Por no hablar, regresando a España, de Élite. El culebrón adolescente de Netflix, que ha emitido este año su última temporada, ha sido presentado por su creador, el guionista y director Carlos Montero, como un espacio de fantasía. Igual que Los Bridgerton no remite a un siglo XVIII inglés histórico con su diversidad racial, Élite no quiere retratar ninguna escuela privada real… Solo que gran parte de su historia giraba sobre el contraste entre los estudiantes “becados” de clase baja, y en casi todas sus temporadas, a pesar del baile de jóvenes actores, hay una subtrama sobre un personaje privilegiado que juega o subyuga sexualmente, de una forma u otra, a un personaje precario o de estatus inferior.
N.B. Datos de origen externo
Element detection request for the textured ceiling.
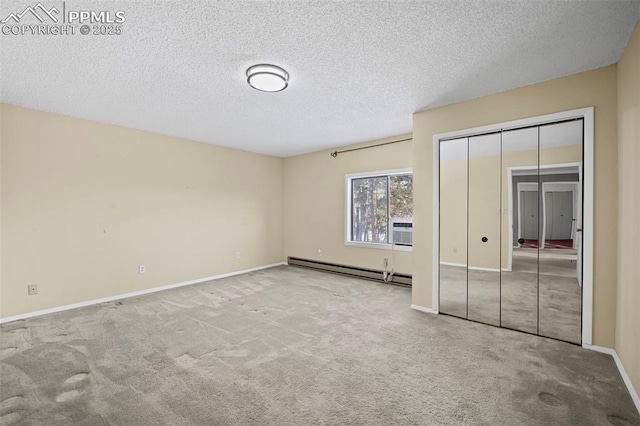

No son tanto sátiras sobre los ricos como quejas, desde abajo pero alguna certificada desde arriba, sobre la mentira de la igualdad de oportunidades
Quizás estas fábulas, pues casi todas las mencionadas lo son en mayor o menor medida, no aspiren a “comerse a los ricos”, pero acaban desvelando sin querer un cierto estado de ánimo de fondo. La cuestión no es tanto la comodidad para los milmillonarios de dicho retrato mientras se quede en el catálogo de HBO —o en el de Filmin, como la griega Animal y su retrato de la precariedad de un “todo incluido” turístico, un The White Lotus contado por los curritos, o la sueca Blinded, thriller sobre la corrupción en los bancos de inversiones— como la certeza de que el privilegio no tiene nada de meritocrático, y ni siquiera lo posee gente que sepa gestionarlo, se mantienen en él por pura inercia. No son tanto sátiras sobre los ricos como quejas, desde abajo pero alguna certificada desde arriba, sobre la mentira de la igualdad de oportunidades.
Cerrando con otro ejemplo también español. La diferencia de la mencionada Calladita con algunos de los otros títulos citados es el protagonismo, en este caso de Ana, una joven colombiana que entra al servicio de una adinerada familia catalana como interna. No carga tanto las tintas como otras películas, sino que muestra a sus empleadores como caprichosos, egocéntricos, clasistas y un poco idiotas. Pero, sobre todo, sigue el proceso de Ana en tener claras todas sus mentiras e ir perdiéndoles el miedo, hasta que acaba obteniendo su recompensa y “comprando” la libertad.